Angkot di Surabaya Akan Diubah Jadi Minibus, Driver Dapat Gaji Bulanan

oleh -24 views


tribunpagi.com–Transportasi publik menjadi fokus baru Wali Kota Surabaya Eri Cahyadi. Setelah Surabaya akan mendapat hibah 126 bus dari pemerintah pusat, Eri mengungkapkan, pemkot akan melakukan peremajaan angkot atau mikrolet. Peremajaan tersebut dilakukan melalui beberapa aspek.

Driver angkot akan digaji bulanan. Jadi mereka bukan lagi punya uang berdasar berapa jumlah penumpang yang didapat, tapi sudah masuk gaji bulanan dari Pemkot Surabaya,” tutur Eri di Universitas Airlangga Surabaya pada Jumat (9/4).

Saat ini, Eri mencatat ada 4 ribu driver angkot di Surabaya. Dari jumlah itu, Eri memastikan mereka akan mendapatkan gaji. Pemberian gaji  seiring dengan peremajaan sistem transportasi angkot. Misalnya, dengan membuat sistem dan jadwal keberangkatan.

”Jadi bukan lagi menunggu penumpang, tapi sudah ada jadwal keberangkatan. Jadi terus jalan. Datang, lewat, dan jalan, sampai ke terminal bus atau LRT (light rail train),” papar Eri.

Untuk mengurangi gejolak atau kemacetan di jalan raya, mantan Kepala Badan Perencanaan dan Pembangunan Kota (Bappeko) Surabaya itu menjelaskan, peremajaan angkot diubah sebagai feederFeeder merupakan minibus yang memiliki kapasitas lebih banyak, yakni sekitar 15–20 orang. Angkot akan dialihkan menjadi feeder. Dengan begitu, Surabaya tidak macet.

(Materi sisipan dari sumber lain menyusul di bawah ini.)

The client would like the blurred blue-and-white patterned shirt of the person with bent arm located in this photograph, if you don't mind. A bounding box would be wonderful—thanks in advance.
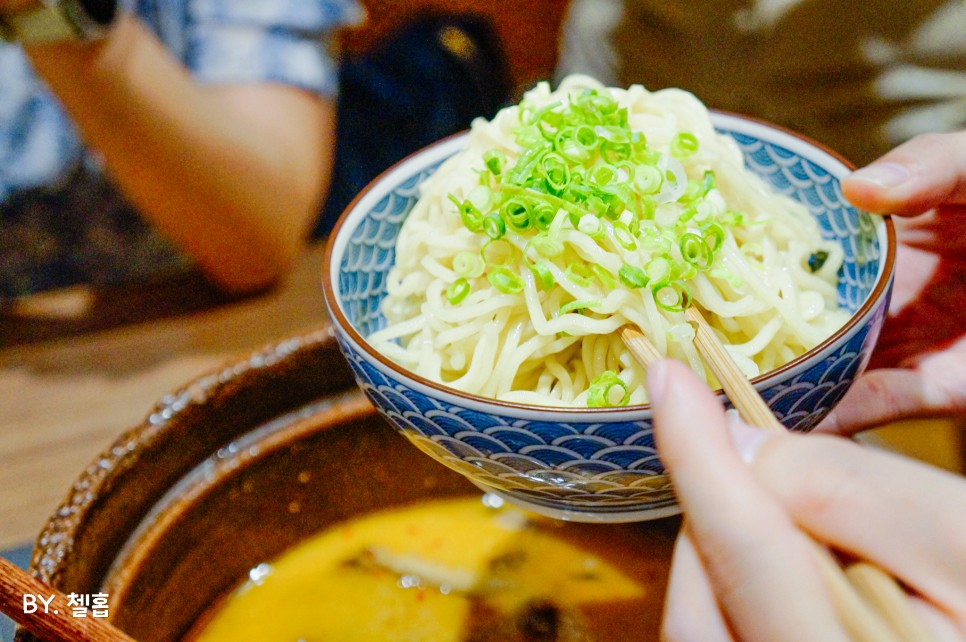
[0,0,363,297]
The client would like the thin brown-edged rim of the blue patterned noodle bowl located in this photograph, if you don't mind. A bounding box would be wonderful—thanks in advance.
[322,109,897,421]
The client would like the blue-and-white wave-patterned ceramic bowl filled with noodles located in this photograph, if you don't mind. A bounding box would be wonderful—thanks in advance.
[323,113,895,522]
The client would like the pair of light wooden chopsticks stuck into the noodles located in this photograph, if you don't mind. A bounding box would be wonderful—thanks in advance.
[619,306,933,642]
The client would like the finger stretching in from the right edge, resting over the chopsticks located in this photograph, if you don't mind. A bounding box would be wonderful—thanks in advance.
[752,428,966,620]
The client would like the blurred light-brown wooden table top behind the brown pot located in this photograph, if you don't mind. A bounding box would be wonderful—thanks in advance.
[0,239,962,549]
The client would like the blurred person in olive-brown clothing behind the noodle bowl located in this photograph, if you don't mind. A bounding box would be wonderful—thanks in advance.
[558,0,966,164]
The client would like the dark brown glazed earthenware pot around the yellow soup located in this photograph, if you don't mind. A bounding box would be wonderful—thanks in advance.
[16,328,678,642]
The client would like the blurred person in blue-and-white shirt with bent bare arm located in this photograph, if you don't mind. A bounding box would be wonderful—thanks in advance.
[0,0,363,299]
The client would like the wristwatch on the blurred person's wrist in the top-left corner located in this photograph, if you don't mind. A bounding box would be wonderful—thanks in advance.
[0,0,118,44]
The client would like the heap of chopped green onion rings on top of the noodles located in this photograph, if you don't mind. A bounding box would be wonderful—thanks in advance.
[447,89,744,318]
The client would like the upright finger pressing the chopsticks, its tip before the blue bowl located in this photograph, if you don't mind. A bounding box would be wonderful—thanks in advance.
[648,360,846,641]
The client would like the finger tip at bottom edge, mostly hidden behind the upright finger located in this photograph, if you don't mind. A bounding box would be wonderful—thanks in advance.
[661,528,733,642]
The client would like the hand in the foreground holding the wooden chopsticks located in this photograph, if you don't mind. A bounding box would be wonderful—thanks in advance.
[648,360,966,642]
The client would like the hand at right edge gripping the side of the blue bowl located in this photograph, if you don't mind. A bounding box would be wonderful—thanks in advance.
[818,132,966,434]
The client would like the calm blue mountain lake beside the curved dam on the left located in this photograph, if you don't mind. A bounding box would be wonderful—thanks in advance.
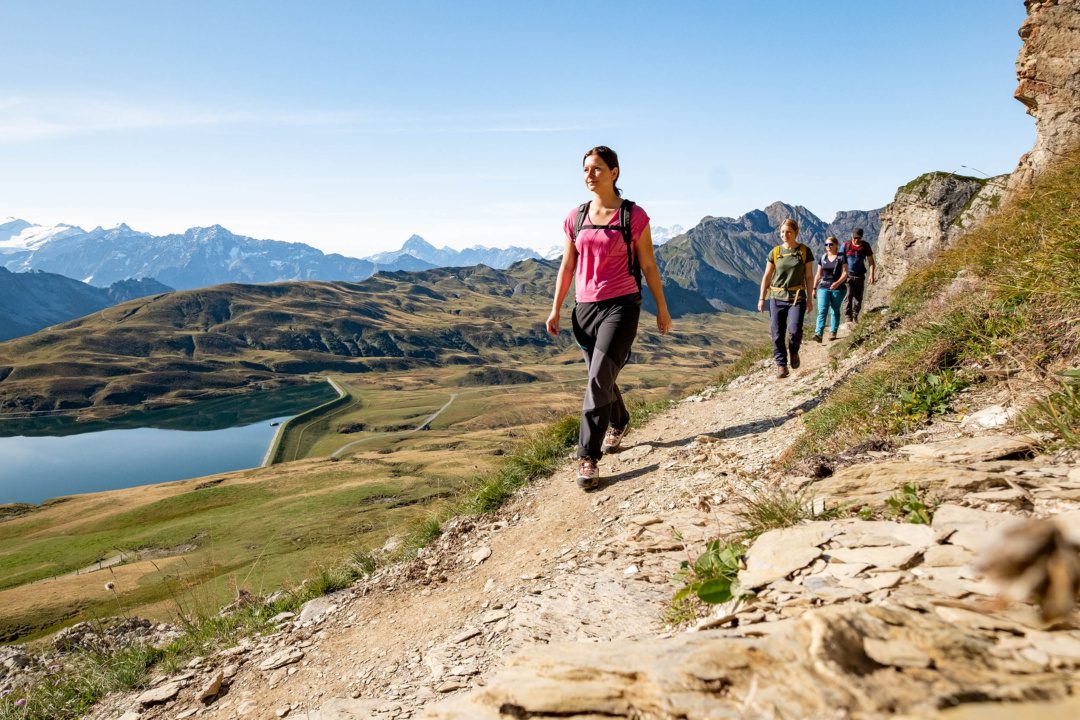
[0,383,337,504]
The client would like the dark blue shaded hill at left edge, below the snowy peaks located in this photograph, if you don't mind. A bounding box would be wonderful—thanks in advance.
[0,268,172,340]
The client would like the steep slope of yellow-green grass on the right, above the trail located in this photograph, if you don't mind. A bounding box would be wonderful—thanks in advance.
[786,151,1080,462]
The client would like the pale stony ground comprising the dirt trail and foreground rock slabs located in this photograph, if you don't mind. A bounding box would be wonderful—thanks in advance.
[46,330,1080,720]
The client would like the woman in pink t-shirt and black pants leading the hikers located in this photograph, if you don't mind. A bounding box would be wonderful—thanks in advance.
[548,146,672,490]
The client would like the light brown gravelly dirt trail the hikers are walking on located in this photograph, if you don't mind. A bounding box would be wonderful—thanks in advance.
[113,334,835,720]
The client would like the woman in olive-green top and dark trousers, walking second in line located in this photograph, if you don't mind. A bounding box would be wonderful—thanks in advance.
[757,218,813,378]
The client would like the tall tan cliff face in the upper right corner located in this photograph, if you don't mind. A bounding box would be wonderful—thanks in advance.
[1009,0,1080,193]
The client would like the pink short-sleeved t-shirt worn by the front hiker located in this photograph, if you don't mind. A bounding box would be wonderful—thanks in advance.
[563,205,649,302]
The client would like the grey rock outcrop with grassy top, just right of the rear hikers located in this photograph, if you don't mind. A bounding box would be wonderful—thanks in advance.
[867,173,1007,308]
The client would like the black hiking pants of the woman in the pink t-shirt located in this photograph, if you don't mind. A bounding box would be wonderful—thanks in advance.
[571,293,642,460]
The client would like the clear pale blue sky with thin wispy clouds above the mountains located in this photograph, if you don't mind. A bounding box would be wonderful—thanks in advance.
[0,0,1035,256]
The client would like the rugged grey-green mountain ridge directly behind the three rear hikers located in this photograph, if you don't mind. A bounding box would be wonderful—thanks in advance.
[657,202,880,310]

”Memang transportasi publik sedang gencar. Ada 2 pilihan. LRT akan masuk. Kedua dibantu 126 bus dari pemerintah pusat. Akan dihubungkan dengan moda yang ada. Di jalan utama itu transportasi publik. Yang mikrolet dimana? Itu di feeder. Surabaya nggak macet,” kata Eri.

Pemkot sedang menghitung kemungkinan tersebut. Harapan utamanya adalah mikrolet atau angkot tidak lagi masuk jalan utama. Nanti setelah diremajakan berubah fungsi sebagai feeder, ada rute dan jadwal yang jelas.

”Pertanyaannya, gimana cara meremajakannya? Kita akan bekerja sama. Intinya mikrolet itu nggak lagi masuk jalan utama. Tapi jadi feeder. Dari perumahan menuju ke terminal bus. Nanti jalan utama adalah bus,” terang Eri.

Sementara itu, Kepala Dinas Perhubungan Surabaya Irvan Wahyudrajad menjelaskan, rencananya, feeder itu akan melewati perumahan tertentu. ”Akan lewat kawasan permukiman atau perumahan,” tuturnya singkat.